Sometimes, you can tell which language a word comes from by the sound of it. If you heard or saw a word like as-saqiyah or pozhalujsta or mokele-mbembe, you would probably be able to hazard a guess about the language. What do you think? The first, of course, is Arabic, the second Russian and the third is from an African language called Lingala. When I hear a word like lollygag, it sounds very English to me. It sounds like mollycoddle or hornswoggle or guttersnipe. It doesn’t sound like Irish, however much that Irish might have been changed in transition between languages.
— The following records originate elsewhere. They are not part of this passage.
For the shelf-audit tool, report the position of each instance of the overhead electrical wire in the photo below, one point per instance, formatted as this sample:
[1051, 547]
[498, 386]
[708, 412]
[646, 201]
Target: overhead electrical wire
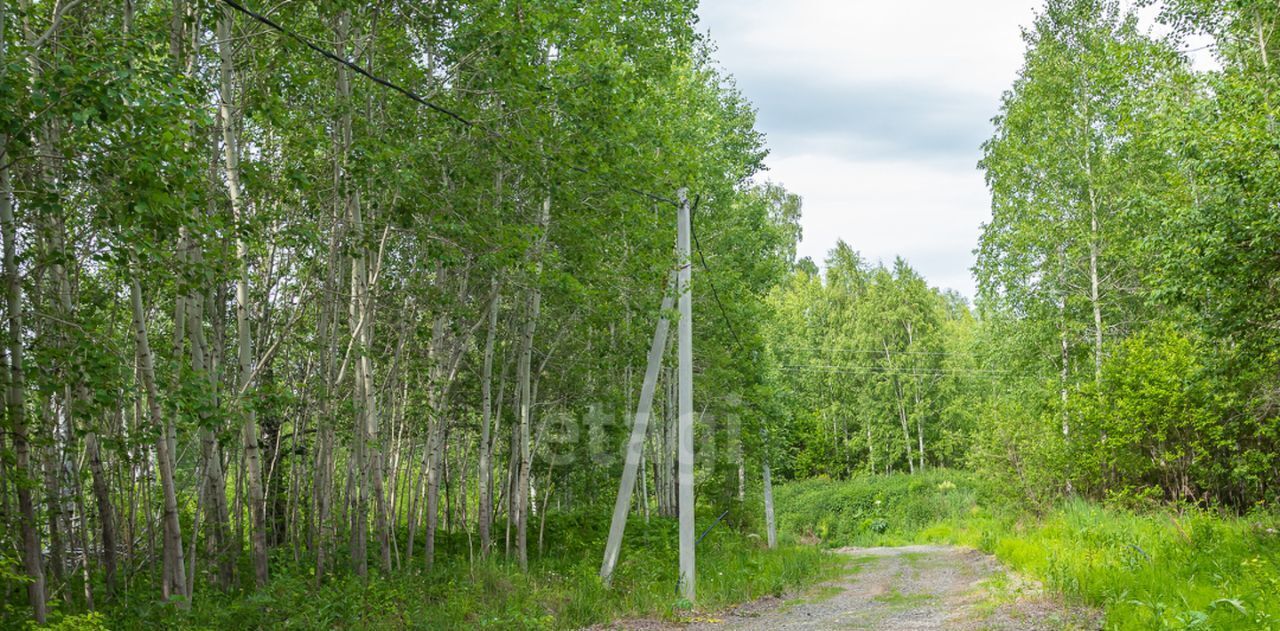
[408, 94]
[728, 321]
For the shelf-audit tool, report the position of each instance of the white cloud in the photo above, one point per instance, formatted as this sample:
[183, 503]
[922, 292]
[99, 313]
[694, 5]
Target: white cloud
[874, 113]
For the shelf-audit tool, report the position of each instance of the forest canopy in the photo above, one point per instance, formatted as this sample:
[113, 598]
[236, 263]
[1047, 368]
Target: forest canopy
[337, 288]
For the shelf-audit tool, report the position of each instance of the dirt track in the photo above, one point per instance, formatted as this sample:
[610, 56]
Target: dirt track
[912, 588]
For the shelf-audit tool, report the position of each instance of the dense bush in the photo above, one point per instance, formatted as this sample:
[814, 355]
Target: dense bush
[1160, 568]
[561, 590]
Lollygag, meaning idling or necking, first makes its appearance in the USA in the 1860s. Most experts regard it as coming from the English word loll, as in ‘lolling about’. This seems reasonable, as lolling is very similar to the core meaning of lollygagging. Daniel Cassidy, in his absurd apology for a book, How The Irish Invented Slang, disagrees. He claims that the word ‘lollygag’, comes from the Irish leath-luighe géag, which he claims means ‘a reclining, leaning, lolling youth.’ Anyone who speaks any Irish at all will immediately realise that there are a number of problems with this.
Admittedly leath-luighe (leathluí in modern spelling) does mean reclining or lying on your side (as does loll in English, of course), but the primary meaning of géag is limb, or arm, or arm of the sea, or a branch of a family. One obscure and poetic meaning is ‘a youth’ or ‘young person’, but this is not the meaning that an Irish speaker would usually take from the word in the absence of other contextual clues. And the version given by Cassidy makes no sense at all in terms of Irish grammar. Leath-luí is not an adjective, and anyway adjectives need to come after the noun in Irish. So leath-luí géag could never mean ‘reclining youth,’ even if you ignore the unsuitability of the word géag for a young person in ordinary conversation.
You would also have to account for why Irish immigrants didn’t use one of the many words which are similar in meaning to lollygag, words like learaireacht, scraisteacht, leadaíocht.
Like almost all of the phrases given by Cassidy in this trashy con-trick of a book, this is not real Irish. It doesn’t look or sound like real Irish and the only person who has ever claimed that it is Irish was the American con-man who made it up, a liar and charlatan who didn’t know any Irish at all.